The manuscript is available for consultation by any accredited reader.

Acquisition Information

Acquired by the John Rylands Library as part of Mrs Rylands's bequest.

Note

Description compiled by Henry Sullivan, project archivist, and Elizabeth Gow with reference to:

Custodial History

In 1888 these letters, along with a large quantity of Sharpe's correspondence, were in the possession of Rev. W.K.R. Bedford, of Sutton Coldfield, nephew and executor of C.K. Sharpe.

Related Material

Devon Record Office holds correspondence between John Marriott and Sir Thomas Dyke Acland (ref.: GB 027 1148M).
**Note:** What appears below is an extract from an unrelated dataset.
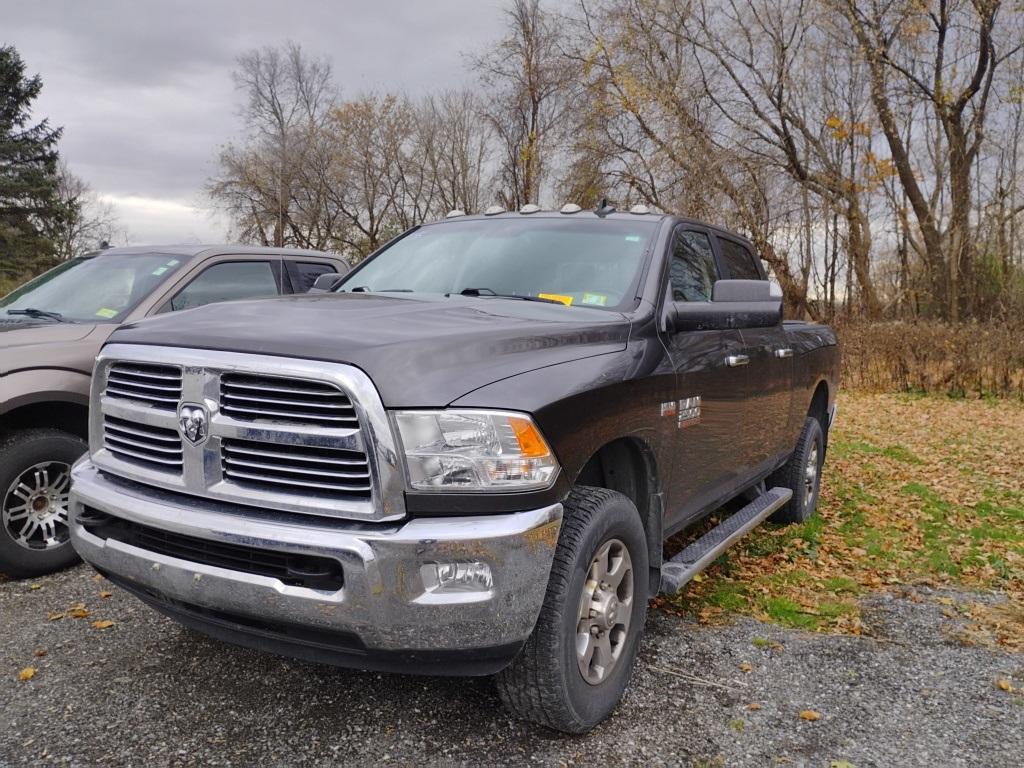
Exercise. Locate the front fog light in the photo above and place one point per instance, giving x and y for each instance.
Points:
(474, 451)
(457, 577)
Westcountry Studies Library, Exeter, holds poems by Marriott.

National Library of Scotland, Manuscript Collections, holds the bulk of Charles Kirkpatrick Sharpe's antiquarian and literary correspondence and papers (ref.: GB 233 MSS 209-11, 843, 2510-11, 3346, 9808), as well as letters to Robert Chambers and Sir Walter Scott (ref.: GB 233 Dep 341 and GB 233 MSS 3874-3919). For material in other repositories see the National Register of Archives.

Bibliography

These letters and poems are published, interspersed in chronological order with other letters in Sharpe's correspondence, in Alexander Allardyce (ed.), Letters from and to Charles Kirkpatrick Sharpe... with a memoir by the Rev. W.K.R. Bedford (London: William Blackwood and Sons, 1888).